NATO Official: Governance Tops Tech in Allied AI Intelligence Sharing

3 min readSources: Above the Law

NATO’s Maj. Gen. Paul Lynch stresses governance over capability in allied AI intelligence sharing.

Why it matters: Emerging NATO frameworks could shape military compliance standards for artificial intelligence in defense intelligence, driving policy priorities for multinational geospatial data use. Legal professionals should track these developments as models for future cross-border AI collaboration and accountability.

  • Lynch says allied AI intelligence advantage depends on governance, not more technical capability.
  • NATO faces risks of conflicting intel due to varied national AI models, highlighting the need for standards.
  • Alliance Data Sharing Ecosystem pilot is underway through the end of 2025 to bolster secure data sharing.
  • NATO adopted its first Data Strategy in February 2025, cementing a foundation for geospatial intelligence initiatives.

NATO’s intelligence chief Maj. Gen. Paul Lynch argues that the alliance’s edge in AI-enabled geospatial intelligence (GEOINT) is rooted in shared governance frameworks—not adding more technical tools. Speaking on allied operations, Lynch said, “The path to AI-enabled, allied intelligence advantage runs primarily through governance, not necessarily through additional capability.”

As NATO integrates AI into intelligence workflows, Lynch highlighted a looming risk: national AI models trained on different data and standards could yield conflicting intelligence. “Which one does the commander use on what basis, with what confidence? And I think that’s the AI interoperability challenge for allied GEOINT, and no single nation is able to solve that alone,” he stated.

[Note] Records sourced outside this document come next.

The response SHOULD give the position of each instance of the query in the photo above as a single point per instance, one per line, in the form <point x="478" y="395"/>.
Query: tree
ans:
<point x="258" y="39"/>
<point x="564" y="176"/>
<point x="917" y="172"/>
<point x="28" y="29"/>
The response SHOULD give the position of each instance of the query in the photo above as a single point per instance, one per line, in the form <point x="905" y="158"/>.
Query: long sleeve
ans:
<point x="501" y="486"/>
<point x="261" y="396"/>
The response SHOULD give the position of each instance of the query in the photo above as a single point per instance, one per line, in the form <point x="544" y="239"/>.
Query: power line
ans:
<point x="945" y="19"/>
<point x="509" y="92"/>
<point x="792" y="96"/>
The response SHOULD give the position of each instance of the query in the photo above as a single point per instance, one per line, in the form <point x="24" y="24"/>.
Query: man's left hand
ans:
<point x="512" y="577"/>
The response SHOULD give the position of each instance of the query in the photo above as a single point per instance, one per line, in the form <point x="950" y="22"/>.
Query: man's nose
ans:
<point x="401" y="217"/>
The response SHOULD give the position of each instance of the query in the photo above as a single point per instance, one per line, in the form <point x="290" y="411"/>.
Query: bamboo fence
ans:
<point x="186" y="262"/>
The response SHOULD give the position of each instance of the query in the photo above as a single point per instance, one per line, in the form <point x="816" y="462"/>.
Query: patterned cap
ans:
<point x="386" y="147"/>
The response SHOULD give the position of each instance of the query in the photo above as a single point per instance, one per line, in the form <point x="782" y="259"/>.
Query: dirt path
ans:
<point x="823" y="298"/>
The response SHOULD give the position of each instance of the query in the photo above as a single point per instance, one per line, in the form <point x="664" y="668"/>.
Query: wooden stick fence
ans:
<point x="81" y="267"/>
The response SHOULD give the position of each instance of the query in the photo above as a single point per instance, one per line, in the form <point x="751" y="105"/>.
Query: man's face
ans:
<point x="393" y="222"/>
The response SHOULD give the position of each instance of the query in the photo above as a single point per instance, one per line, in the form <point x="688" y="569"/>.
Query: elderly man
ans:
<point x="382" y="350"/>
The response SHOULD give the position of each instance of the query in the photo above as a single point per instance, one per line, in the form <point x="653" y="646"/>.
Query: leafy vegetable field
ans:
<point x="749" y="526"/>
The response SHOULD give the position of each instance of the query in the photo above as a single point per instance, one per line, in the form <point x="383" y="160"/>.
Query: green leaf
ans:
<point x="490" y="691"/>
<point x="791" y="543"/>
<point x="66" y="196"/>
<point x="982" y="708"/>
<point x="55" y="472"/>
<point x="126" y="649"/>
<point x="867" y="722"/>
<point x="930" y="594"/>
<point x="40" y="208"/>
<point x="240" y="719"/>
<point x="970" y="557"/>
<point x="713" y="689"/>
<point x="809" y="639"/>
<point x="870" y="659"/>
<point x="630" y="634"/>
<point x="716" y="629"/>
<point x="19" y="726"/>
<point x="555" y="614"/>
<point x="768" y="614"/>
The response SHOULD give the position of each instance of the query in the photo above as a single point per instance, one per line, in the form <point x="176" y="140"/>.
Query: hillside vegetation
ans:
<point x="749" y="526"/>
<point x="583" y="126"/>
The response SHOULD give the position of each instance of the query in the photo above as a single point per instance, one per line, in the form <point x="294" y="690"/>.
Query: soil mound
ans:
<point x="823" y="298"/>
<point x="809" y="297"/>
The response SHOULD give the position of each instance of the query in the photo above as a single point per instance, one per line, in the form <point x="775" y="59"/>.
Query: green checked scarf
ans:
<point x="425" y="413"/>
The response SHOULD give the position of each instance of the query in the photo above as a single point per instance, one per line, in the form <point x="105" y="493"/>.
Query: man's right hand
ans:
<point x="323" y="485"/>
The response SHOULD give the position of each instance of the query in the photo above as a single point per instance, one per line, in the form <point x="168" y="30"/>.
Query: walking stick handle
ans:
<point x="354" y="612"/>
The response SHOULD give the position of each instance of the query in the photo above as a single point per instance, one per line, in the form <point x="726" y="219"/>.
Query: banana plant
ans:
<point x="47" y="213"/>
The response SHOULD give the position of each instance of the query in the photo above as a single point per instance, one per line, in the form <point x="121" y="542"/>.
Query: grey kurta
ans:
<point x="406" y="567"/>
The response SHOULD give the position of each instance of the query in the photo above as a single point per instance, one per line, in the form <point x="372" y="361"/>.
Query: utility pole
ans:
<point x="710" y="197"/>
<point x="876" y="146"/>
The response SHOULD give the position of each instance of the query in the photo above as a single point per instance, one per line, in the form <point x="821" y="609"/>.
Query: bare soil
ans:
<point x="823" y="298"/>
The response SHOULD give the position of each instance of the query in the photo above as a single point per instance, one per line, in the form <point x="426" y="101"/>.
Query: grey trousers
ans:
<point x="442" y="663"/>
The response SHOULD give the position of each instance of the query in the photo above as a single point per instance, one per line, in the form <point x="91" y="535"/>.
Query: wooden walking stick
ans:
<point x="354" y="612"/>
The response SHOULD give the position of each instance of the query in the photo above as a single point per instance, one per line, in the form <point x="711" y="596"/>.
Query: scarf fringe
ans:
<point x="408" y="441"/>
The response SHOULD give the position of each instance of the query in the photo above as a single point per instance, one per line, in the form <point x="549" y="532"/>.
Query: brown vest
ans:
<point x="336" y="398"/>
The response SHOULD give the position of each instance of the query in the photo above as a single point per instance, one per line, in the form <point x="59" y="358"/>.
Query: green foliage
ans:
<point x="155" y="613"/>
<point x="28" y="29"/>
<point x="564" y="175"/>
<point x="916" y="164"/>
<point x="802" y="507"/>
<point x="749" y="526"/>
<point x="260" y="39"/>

To counter this, Lynch urged NATO to establish common training, documentation, and confidence thresholds for member states’ AI systems. He referenced NATO’s track record in harmonizing standards across air defense and maritime awareness, questioning, “whether we apply that same rigor to AI before the technology outpaces the frameworks, or after.” (More on governance focus).

In parallel, NATO has started rolling out the Alliance Data Sharing Ecosystem (ADSE), currently in a pilot phase until late 2025. This initiative is designed to improve secure data sharing and enable more informed, timely intelligence decisions among NATO's 32 members (Details on ADSE).

The alliance’s first Data Strategy, agreed in February 2025, lays down a long-term policy foundation for data-driven defense, seeking to overcome legal, security, and operational gaps impeding coordinated AI use (NATO Data Strategy details).

By the numbers:

  • 32 — NATO member nations involved in data and AI intelligence sharing
  • 2025 — Year NATO Allies approved the first formal Data Strategy
  • End of 2025 — Target end date for the ADSE pilot phase

What's next: NATO’s ADSE pilot will continue through the end of 2025, with further AI standards development expected within three years.